Butler University‘s Board of Trustees has approved a $100 million renovation and expansion of its science complex.
The project is the largest investment ever by the trustees in Butler’s future, the university says in a statement. Work will include new high-tech classrooms, labs, and work spaces meant to encourage cross-disciplinary collaboration.
Phases I and II of the project are expected to start very soon, with a predicted 18-month timeline. To date, $27.5 million has been raised for the project. The goal is to raise $42 million of the $100 million total cost through philanthropic support.
The facility will reflect the interdisciplinary nature of science, and eliminate labs designed for a single purpose. Classroom spaces will enable faculty to step away from the podium and move among students in a more hands-on approach to instruction.
“We have outstanding faculty, we have outstanding students, we have outstanding programs, and this project will allow us to take all of that to another level,” says Jay Howard, Dean of the College of Liberal Arts and Sciences, who was also part of the project’s original planning committee in 2011. “Science is an ever-changing discipline, and now we will have the flexible facilities to lead the field into the future.”
The project will start with the creation of a connector building–linking Gallahue Hall and the Holcomb Building–that will house classrooms, study areas, and research labs dedicated to Chemistry, Astronomy, Physics, Engineering, and Psychology. The Phase I expansion will add nearly 44,000 sq. ft., as well as a nearly 13,200 sq. ft. atrium.
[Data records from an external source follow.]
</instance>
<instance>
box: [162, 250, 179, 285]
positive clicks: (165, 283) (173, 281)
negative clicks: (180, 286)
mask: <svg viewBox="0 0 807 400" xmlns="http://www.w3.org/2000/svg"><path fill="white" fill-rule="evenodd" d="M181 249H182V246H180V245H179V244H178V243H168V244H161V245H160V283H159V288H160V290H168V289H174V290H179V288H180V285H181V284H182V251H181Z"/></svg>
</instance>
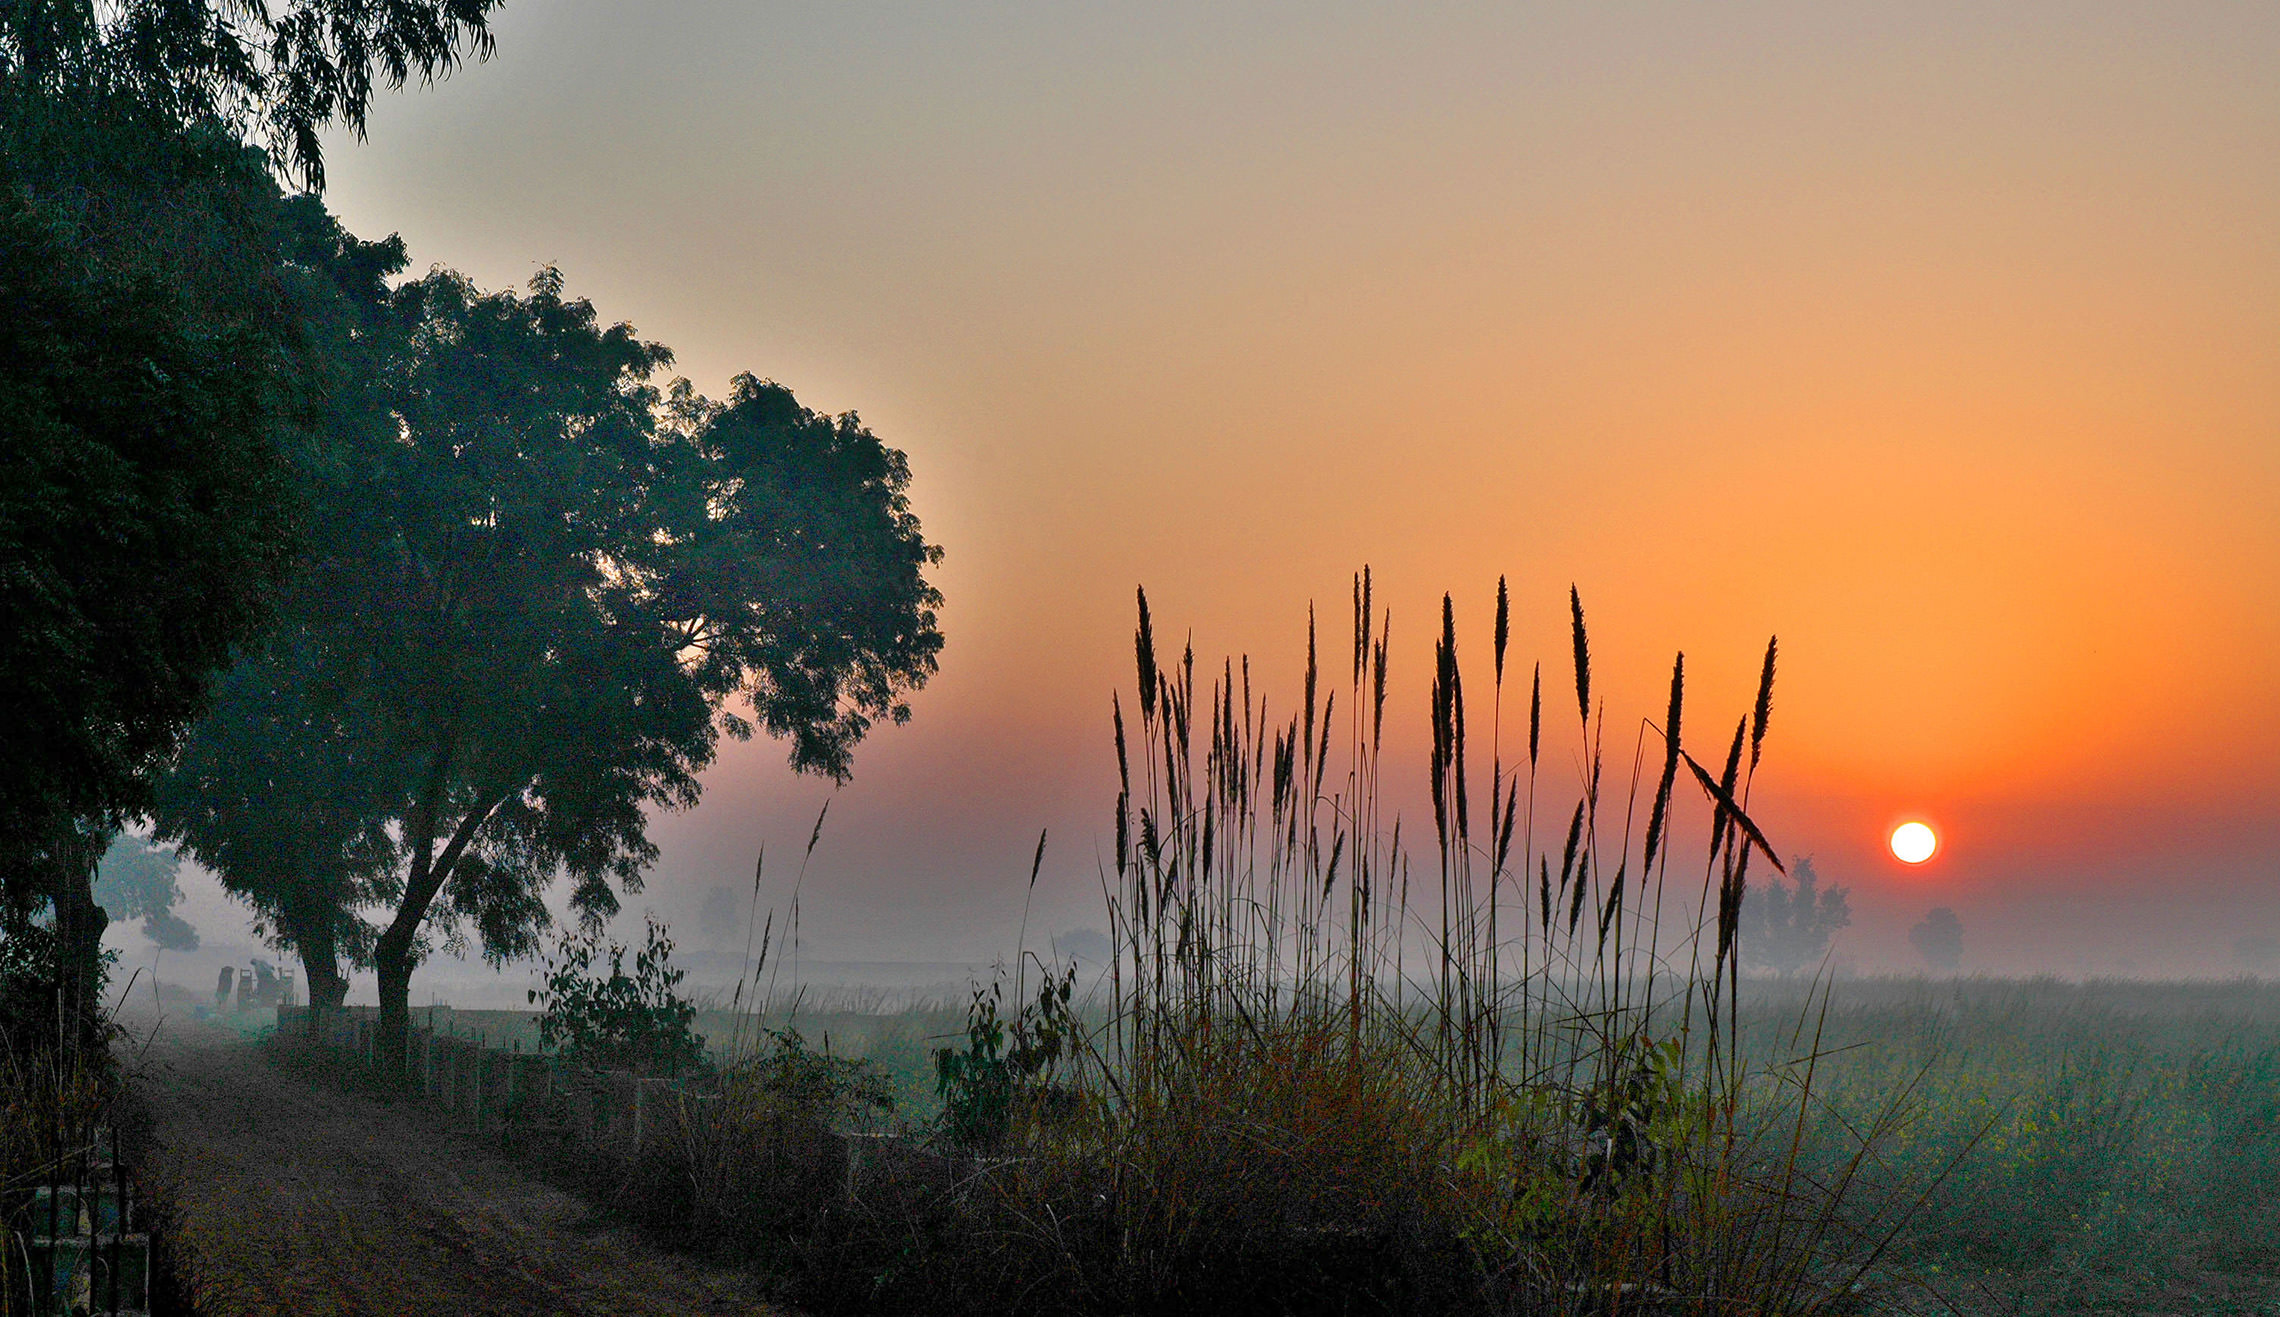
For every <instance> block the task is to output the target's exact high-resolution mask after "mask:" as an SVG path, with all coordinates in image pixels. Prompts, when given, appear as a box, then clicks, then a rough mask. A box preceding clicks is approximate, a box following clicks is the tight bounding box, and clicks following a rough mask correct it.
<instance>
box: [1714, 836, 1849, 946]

This additional space will create a sciences corridor to house all of Butler’s undergraduate sciences programs in a central complex.
“This is a significant and historic step forward as Butler continues to transform education for the needs of students and employers in the 21st century,” president Jim Danko says.
“Our investment in the sciences, coupled with our new business school facility, provides our campus with the world-class infrastructure necessary to support critical skill development integrating business, science, innovation, and technology. These investments are also part of Butler’s commitment to the Central Indiana region as we strive to attract, retain, and develop the talent necessary for our community’s collective success.”
To prepare students for careers in a discipline that is evolving all the time, the new sciences complex needed a design that could change with new discoveries and new educational approaches.
Lab spaces will be flexible, students and faculty will work side-by-side, and areas of research will be grouped together to maximize collaboration. In addition to visiting other universities’ facilities for ideas, the planning team visited Eli Lilly, Roche, and Corteva to get an idea of what labs at cutting-edge research companies look like.
“Scientific inquiry demands collaboration,” Provost Kate Morris says. “Exciting work is happening at the intersection of multiple disciplines. The design of the new facility encourages this work by creating space that breaks down the traditional barriers between areas of study.”
Phase II of the project will include renovating and repurposing the Holcomb Building, which will be vacated by the Lacy School of Business as it moves into its new building opening this fall. Phase III will involve a complete renovation of Gallahue Hall, which currently houses several science departments and has not been renovated since its construction in 1973.